En varios casos, los afectados no tenían antecedentes penales o se encontraban en procesos legales para regularizar su estatus, lo que no impidió que fueran enviados fuera del país.
Abogados de inmigración han advertido que viajar a Cuba puede representar un riesgo significativo, en particular para quienes solicitaron asilo o alegaron “miedo creíble” para permanecer en EEUU.
Salir del país y regresar al lugar del que afirmaron huir puede debilitar sus casos o derivar en la revocación de permisos. “¿Y si cuando regrese no me dejan entrar?”, cuestionó una migrante cubana que decidió cancelar su viaje pese a tener familiares en la isla.
Exilio cubano reduce envíos en plena crisis
Esta situación ha provocado también cambios en la dinámica de apoyo económico y material hacia Cuba. Aunque los viajes han disminuido, algunos envíos continúan, pero con mayores costos y dificultades logísticas.
En ciertos casos, los migrantes optan por enviar paquetes por vía marítima o aérea, aun cuando los tiempos de entrega y los precios se han incrementado.
Las cifras reflejan esta tendencia. La llegada de viajeros desde EEUU a Cuba cayó cerca de 54% en lo que va de 2026, según datos oficiales cubanos, en medio de una crisis más amplia del turismo.
Agencias de viaje en Miami reportan además una disminución en la venta de boletos aéreos, atribuida al temor de cancelaciones repentinas o nuevas restricciones.

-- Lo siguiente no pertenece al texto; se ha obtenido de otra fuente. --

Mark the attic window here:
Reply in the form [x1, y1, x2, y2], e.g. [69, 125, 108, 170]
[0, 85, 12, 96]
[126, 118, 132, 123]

A la par, autoridades locales en Florida han reforzado controles sobre negocios vinculados con envíos a la isla, en línea con la política de presión económica promovida por Washington.
Algunas empresas han enfrentado revisiones o sanciones relacionadas con permisos para operar con Cuba, lo que ha añadido incertidumbre al sector.
Pese a este panorama, el envío de ayuda no se ha detenido por completo. Muchos exiliados continúan buscando formas de apoyar a sus familias, en medio de la aguda escasez de alimentos, medicinas y servicios básicos en la isla.
Testimonios recogidos por el citado medio señalan que, ante las dificultades en hospitales, las interrupciones eléctricas frecuentes y la falta de insumos esenciales, la comunidad cubana en el exterior enfrenta una disyuntiva: reducir su vínculo directo con la isla por razones migratorias o mantener el apoyo a sus familiares pese a los riesgos.
“Tengo que enviarle leche en polvo a mi mamá… sé que le estoy metiendo unos dólares al régimen, pero no tengo más remedio”, expresó un entrevistado.
El endurecimiento migratorio, sumado a la crisis económica en Cuba, ha configurado así un escenario en el que viajar o enviar apoyo implica cada vez más riesgos, costos y decisiones difíciles para miles de familias separadas entre ambos países.